Open perrygeo opened 8 years ago
+1 on this.
would be interested in seeing a performance comparison of your proof-of-concept with a similar implementation in R's raster package (see extract function with weights option. note: R implementation uses the weights to adjust values when calculating mean, not as a selection mechanism)
i went ahead and used your proof-of-concept to replicate the functionality of the R package. initial testing produced identical results and was about 7.5x faster than R.
https://github.com/sgoodm/python-rasterstats/tree/cell-weights
@sgoodm Very interesting. I don't have time to take a detailed look this week but I hope to check this out soon. Thanks for moving this forward!
+1 I've been hacking my own solution for this and a bit surprised that there doesn't seem to be a good standard solution for computing pixel weights efficiently.
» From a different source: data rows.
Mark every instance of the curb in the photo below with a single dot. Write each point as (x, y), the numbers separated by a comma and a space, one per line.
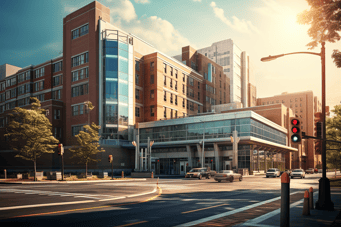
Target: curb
(70, 182)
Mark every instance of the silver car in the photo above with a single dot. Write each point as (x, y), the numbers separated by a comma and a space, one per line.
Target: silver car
(298, 173)
(227, 175)
(273, 172)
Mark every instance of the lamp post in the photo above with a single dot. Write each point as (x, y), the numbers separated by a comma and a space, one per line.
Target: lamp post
(203, 145)
(324, 201)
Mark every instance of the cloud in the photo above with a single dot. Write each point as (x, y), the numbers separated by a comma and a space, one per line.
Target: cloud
(154, 30)
(142, 1)
(236, 24)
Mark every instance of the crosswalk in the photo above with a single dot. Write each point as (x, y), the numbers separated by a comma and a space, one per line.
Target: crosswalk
(62, 194)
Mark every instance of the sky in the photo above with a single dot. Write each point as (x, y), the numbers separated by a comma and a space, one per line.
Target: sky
(31, 32)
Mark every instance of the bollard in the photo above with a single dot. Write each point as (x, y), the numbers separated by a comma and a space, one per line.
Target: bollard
(311, 199)
(306, 210)
(285, 200)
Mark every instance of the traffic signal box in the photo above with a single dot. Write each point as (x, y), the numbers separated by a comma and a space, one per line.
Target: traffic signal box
(295, 131)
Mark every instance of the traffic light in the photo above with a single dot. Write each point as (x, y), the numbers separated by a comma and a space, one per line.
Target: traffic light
(295, 131)
(60, 149)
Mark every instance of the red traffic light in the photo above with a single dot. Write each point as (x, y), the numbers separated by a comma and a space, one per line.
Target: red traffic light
(295, 122)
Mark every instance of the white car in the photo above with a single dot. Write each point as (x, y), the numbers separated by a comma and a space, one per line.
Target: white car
(298, 173)
(273, 172)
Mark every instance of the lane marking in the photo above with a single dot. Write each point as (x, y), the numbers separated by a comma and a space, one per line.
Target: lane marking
(230, 212)
(131, 224)
(89, 208)
(273, 213)
(205, 208)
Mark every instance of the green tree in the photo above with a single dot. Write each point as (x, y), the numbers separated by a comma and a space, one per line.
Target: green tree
(334, 133)
(87, 146)
(324, 17)
(29, 132)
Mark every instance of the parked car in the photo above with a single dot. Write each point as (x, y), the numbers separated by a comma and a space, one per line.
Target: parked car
(227, 175)
(198, 173)
(310, 170)
(273, 172)
(298, 173)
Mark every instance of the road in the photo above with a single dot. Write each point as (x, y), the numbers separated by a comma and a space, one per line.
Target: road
(140, 203)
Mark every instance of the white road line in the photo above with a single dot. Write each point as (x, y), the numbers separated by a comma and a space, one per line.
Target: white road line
(271, 214)
(230, 212)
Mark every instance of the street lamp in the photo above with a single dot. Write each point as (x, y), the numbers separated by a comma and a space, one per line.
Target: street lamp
(203, 145)
(324, 201)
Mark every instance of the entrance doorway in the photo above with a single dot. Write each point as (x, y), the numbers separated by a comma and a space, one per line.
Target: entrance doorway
(182, 168)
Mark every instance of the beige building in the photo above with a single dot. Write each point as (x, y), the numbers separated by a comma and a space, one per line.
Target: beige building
(304, 105)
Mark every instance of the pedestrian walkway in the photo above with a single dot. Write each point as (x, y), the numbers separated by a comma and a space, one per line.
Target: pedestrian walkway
(268, 214)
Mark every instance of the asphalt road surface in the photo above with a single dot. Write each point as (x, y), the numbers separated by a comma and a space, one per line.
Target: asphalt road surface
(141, 203)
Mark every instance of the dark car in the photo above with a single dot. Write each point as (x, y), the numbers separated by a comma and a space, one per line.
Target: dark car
(198, 173)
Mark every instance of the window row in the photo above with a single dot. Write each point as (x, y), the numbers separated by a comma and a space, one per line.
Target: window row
(80, 31)
(39, 72)
(79, 90)
(80, 74)
(56, 67)
(80, 59)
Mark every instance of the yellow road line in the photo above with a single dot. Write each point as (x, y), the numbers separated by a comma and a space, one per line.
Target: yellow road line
(80, 209)
(132, 224)
(203, 208)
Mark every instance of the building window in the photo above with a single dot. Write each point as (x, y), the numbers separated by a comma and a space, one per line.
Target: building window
(39, 85)
(57, 80)
(164, 68)
(56, 67)
(80, 31)
(137, 79)
(137, 65)
(79, 90)
(57, 114)
(80, 59)
(152, 111)
(39, 72)
(137, 94)
(56, 94)
(137, 111)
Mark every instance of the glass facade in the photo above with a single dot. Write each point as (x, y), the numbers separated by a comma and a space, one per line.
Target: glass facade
(214, 129)
(117, 61)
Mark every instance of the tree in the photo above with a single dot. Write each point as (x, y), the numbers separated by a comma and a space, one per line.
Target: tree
(324, 17)
(87, 145)
(334, 133)
(29, 132)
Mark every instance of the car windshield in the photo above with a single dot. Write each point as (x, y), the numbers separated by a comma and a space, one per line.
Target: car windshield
(297, 170)
(225, 171)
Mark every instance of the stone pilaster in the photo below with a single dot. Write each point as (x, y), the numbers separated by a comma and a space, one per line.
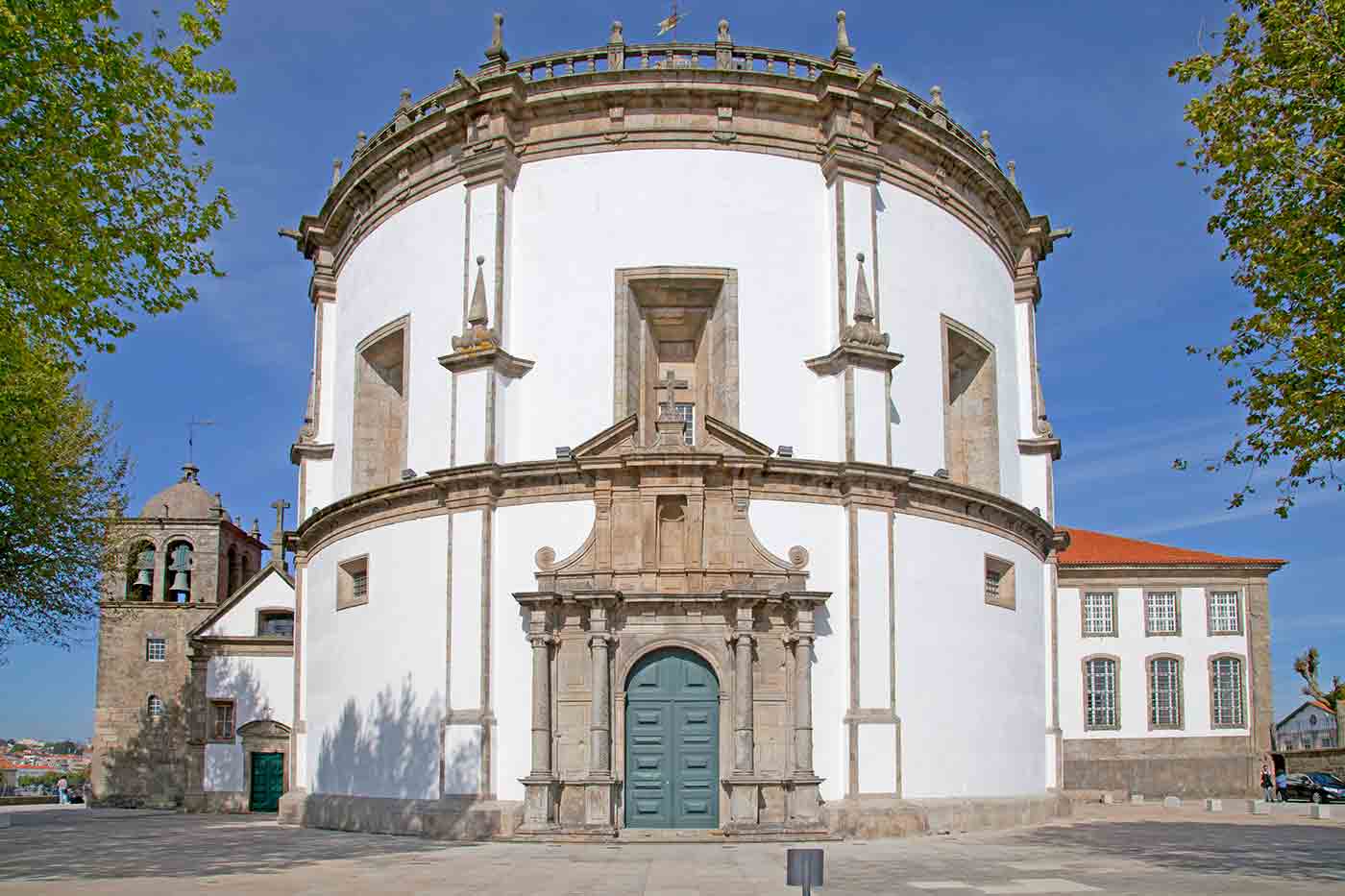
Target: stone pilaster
(599, 802)
(540, 786)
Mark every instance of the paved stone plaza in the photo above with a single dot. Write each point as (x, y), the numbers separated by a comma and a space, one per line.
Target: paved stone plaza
(1119, 849)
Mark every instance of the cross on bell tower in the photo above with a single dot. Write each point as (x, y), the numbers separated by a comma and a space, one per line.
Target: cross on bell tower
(278, 539)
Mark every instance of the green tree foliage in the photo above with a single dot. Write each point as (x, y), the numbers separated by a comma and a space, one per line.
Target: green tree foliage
(103, 213)
(62, 485)
(1271, 132)
(1308, 666)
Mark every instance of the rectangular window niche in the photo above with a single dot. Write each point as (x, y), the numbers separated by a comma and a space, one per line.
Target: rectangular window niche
(353, 583)
(682, 321)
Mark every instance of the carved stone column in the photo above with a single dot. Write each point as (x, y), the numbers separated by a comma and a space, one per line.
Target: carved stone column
(744, 787)
(540, 786)
(598, 791)
(806, 804)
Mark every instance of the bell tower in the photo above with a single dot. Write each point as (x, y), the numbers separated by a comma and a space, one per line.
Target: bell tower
(177, 561)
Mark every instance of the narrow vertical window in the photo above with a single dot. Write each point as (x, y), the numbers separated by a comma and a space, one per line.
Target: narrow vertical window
(1099, 610)
(1226, 613)
(1100, 693)
(1161, 613)
(1165, 691)
(1228, 705)
(379, 413)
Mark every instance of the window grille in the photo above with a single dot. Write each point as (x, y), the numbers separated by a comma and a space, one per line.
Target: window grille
(1165, 693)
(222, 720)
(992, 577)
(686, 410)
(1223, 613)
(1099, 613)
(1161, 613)
(1227, 691)
(1100, 693)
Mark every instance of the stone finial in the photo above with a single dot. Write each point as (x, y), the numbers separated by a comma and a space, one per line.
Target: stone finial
(495, 54)
(844, 56)
(864, 331)
(477, 334)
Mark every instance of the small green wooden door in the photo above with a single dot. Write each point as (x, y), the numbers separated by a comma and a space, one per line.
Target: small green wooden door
(672, 741)
(268, 782)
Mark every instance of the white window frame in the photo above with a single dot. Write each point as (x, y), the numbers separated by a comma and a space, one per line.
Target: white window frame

Improved original method for calculating percent coverage of cells. Instead of using cell bounding box intersections, it now rasterizes features at a finer resolution than raster source (this scale can be provided as optional input arg) then aggregates back to raster resolution to estimate percent coverage. Quite a bit faster at reasonable scales (default scale value is 10, or 1 order of magnitude finer resolution than raster).
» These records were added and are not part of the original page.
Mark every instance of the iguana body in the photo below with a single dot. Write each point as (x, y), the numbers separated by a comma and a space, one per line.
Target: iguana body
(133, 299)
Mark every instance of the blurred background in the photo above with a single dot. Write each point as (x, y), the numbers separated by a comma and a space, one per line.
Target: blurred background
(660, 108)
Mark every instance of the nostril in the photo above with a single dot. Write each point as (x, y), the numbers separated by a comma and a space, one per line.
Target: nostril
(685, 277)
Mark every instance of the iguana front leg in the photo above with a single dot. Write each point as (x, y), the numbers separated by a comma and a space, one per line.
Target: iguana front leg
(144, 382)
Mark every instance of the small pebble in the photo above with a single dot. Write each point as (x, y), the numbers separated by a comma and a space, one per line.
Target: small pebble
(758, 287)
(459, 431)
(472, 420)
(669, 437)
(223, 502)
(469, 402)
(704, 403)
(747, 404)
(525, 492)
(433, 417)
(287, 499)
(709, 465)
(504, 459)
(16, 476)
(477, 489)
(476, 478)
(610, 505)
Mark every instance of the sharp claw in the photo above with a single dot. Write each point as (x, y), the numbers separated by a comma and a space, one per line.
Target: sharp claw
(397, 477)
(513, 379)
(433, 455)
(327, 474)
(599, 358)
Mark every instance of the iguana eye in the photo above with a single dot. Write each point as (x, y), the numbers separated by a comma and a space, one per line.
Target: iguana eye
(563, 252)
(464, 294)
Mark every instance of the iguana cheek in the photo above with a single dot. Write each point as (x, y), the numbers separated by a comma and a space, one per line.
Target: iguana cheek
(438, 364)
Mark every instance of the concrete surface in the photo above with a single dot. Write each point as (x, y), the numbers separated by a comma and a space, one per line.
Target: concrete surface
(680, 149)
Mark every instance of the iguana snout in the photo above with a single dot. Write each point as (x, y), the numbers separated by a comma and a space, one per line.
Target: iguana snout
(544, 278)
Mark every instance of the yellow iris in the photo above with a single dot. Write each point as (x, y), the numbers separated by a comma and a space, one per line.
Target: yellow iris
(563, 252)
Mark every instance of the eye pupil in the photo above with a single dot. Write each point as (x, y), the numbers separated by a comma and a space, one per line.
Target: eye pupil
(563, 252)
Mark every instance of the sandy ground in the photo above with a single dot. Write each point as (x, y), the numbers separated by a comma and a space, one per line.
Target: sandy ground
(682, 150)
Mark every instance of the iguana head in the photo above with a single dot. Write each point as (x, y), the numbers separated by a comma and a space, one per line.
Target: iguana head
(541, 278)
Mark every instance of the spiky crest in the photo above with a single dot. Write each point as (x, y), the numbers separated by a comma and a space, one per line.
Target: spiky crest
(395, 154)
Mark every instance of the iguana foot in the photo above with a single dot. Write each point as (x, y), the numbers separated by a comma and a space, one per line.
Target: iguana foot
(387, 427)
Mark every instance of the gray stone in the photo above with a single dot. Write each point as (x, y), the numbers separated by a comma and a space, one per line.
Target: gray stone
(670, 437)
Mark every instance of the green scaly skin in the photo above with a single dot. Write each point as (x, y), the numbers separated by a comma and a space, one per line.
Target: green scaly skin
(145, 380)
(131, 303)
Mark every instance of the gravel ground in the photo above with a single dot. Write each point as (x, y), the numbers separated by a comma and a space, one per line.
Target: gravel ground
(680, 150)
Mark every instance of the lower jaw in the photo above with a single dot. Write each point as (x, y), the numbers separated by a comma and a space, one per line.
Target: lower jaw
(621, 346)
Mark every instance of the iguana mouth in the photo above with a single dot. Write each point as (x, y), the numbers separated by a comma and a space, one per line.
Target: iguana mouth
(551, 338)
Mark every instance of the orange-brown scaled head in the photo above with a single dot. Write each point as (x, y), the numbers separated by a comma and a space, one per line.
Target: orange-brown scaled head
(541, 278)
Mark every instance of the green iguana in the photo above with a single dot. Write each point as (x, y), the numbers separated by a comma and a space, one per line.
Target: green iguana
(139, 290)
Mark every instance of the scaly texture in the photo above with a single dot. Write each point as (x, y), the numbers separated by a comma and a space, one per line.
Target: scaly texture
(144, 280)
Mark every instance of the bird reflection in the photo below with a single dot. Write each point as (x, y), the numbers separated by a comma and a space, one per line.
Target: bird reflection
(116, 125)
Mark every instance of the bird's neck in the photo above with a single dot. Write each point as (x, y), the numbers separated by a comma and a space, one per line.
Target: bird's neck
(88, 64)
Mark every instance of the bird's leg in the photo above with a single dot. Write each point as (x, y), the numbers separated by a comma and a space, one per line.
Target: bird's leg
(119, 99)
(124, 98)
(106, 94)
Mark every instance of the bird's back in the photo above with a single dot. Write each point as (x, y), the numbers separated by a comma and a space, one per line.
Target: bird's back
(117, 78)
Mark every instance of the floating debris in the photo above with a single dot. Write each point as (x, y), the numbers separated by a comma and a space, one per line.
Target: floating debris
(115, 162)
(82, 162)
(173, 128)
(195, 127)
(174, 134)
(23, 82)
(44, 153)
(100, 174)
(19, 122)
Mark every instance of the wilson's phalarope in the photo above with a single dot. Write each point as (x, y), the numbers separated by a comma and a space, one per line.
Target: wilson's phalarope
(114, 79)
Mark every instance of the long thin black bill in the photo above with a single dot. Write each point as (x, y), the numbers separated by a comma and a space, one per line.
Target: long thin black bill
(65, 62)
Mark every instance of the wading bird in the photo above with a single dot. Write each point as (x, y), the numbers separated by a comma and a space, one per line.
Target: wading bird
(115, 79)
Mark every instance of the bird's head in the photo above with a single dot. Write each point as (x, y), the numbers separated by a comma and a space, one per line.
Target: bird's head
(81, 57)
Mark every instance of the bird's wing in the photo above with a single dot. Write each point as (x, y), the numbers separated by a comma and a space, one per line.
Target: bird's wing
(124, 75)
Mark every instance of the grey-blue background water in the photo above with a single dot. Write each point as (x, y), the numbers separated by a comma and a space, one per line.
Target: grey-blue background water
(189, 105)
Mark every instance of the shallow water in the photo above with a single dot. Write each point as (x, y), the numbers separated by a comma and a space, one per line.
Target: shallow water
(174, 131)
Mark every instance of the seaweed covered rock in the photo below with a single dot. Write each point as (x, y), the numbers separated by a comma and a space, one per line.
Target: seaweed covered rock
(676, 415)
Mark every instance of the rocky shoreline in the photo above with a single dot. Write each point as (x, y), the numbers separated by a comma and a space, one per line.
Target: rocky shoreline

You can use this to get weighted stats by specifying them as additional values in the stats arg (eg, "weighted_mean" - weighted variants exist for mean, count and sum). One caveat of this is when a weighted stat is detected, all_touched=True must be automatically added (warning given if all_touched is not given as true when providing weighted stat). Note: I'm not sure having to specify these as separate stats is the best way to do this for users
In addition to using this for weighted stats, it should be fairly easy to adapt this into another option for cell selection based on percent coverage (original reason for this issue). Would just need to create a second mask using an input val.
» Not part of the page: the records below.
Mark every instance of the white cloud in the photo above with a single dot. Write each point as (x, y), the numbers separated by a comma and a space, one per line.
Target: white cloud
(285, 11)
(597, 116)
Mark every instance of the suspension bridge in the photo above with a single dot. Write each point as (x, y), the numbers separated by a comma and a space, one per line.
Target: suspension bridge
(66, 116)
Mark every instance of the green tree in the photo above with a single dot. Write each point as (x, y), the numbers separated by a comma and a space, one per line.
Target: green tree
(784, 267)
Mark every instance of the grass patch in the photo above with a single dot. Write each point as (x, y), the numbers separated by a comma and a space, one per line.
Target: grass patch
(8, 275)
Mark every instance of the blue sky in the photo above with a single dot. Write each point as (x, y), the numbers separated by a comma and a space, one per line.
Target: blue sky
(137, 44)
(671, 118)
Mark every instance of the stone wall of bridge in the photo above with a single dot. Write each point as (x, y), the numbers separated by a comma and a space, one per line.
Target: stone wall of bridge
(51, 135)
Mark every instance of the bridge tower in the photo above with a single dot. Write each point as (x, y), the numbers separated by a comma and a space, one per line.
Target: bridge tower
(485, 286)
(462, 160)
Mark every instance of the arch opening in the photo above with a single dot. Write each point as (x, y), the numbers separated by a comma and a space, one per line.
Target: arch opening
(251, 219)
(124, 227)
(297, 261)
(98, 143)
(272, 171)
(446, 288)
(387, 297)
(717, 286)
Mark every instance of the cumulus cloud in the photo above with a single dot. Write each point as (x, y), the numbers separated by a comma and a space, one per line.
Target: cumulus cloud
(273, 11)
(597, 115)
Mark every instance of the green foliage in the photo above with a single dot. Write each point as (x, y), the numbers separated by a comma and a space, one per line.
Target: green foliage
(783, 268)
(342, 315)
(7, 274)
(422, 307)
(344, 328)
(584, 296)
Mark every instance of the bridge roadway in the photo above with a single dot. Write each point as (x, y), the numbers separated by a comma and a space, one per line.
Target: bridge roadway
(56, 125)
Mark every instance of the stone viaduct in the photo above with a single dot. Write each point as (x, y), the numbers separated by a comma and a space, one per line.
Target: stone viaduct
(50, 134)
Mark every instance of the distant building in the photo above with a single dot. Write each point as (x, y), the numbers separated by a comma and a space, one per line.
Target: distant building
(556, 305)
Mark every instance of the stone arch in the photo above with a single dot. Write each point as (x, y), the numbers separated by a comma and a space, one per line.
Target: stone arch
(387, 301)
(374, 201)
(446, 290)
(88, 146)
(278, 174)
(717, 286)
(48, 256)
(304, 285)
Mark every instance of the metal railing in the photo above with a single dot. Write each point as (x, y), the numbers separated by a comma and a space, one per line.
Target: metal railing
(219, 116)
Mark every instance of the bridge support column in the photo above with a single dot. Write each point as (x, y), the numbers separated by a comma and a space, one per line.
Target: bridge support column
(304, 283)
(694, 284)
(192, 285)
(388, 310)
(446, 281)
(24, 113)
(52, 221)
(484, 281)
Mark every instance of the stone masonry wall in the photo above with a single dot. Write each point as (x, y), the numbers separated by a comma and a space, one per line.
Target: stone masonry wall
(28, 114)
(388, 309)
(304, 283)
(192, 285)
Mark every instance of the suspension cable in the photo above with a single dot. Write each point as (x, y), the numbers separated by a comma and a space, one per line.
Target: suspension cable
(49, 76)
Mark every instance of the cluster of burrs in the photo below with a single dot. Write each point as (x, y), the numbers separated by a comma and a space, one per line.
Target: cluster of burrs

https://github.com/sgoodm/python-rasterstats/tree/cell-weights
PR #136 for latest on this
In addition to all_touched vs centroid, there's the possibility of using a partial pixel coverage to e.g. select cells with > X% overlap.
See the discussion at mapbox/rasterio#232 and a proof-of-concept implementation
The core functionality of calculating pixel weights probably belongs in GDAL or rasterio but could also live here I suppose. This lib would just use the result to threshold pixels above a specified percentage.